Getting Back On Track

21:47


So yeah, I guess it's been a while. I'm not gonna lie though, these last few months have been the worst I've experienced in a long time - my mental health took a massive turn for the worst and I just ended up forgetting who I was: I forgot how to love myself, I forgot how to enjoy my own company, and I forgot what it felt like to enjoy doing something that I love.

I'll admit, it doesn't help that I moved to a brand new part of the country by myself at the end of May, and although it's definitely a positive thing, it became quite lonely when it finally dawned on me that I was quite literally by myself in a place where everyone knew each other from school or from just generally living there. Speaking with a colleague who went through the same thing, I know that I'm not alone in my thinking, but sometimes it's hard to think about things logically when you're not in a great place mentally.
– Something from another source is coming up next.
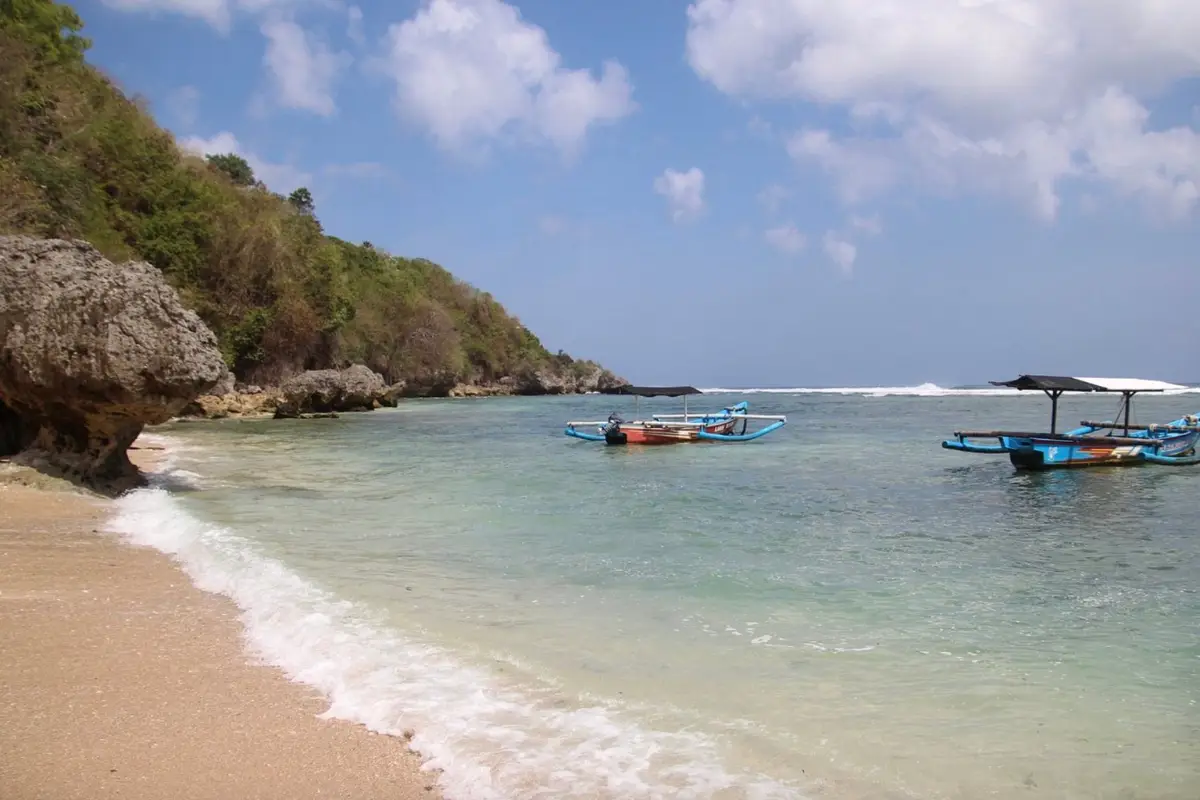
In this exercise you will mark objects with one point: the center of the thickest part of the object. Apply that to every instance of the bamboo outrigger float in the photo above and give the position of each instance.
(675, 428)
(1095, 443)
Social media has been a welcome distraction but has also added another layer to my problems; a ridiculous addiction that has probably amplified my anxiety issues rather than quelled them. I would find myself day in day out repetitively scrolling, refreshing, checking who's online, checking who hasn't responded to my messages and therefore getting myself worked up over things that just don't matter in the grand scheme of things. I was forgetting to live, and consequently wasn't living - I was living a life consisting of the four walls of my bedroom and my thoughts; I wasn't allowing myself to enjoy anything as I was too consumed by everything "wrong" with my life and the vices of social media.

I've drafted the post for now because in hindsight of this whole situation it was quite ironic, but the last post before my unplanned hiatus was about how I wanted to change my life in a year (a la #tryingchange). I'm still very much behind this, but right now I'm in the process of getting my mental health back on track, and that's my main priority for the time being.

Right now I'm focussing on 5 things that I'm trying to implement daily:
‣ Gratitude
‣ Journaling
‣ Mood tracking
‣ Meditation
‣ Doing something that I enjoy

I plan to elaborate on these things in future blog posts, but I'm going to take things slow, figure myself out, and bring you along on the journey with me.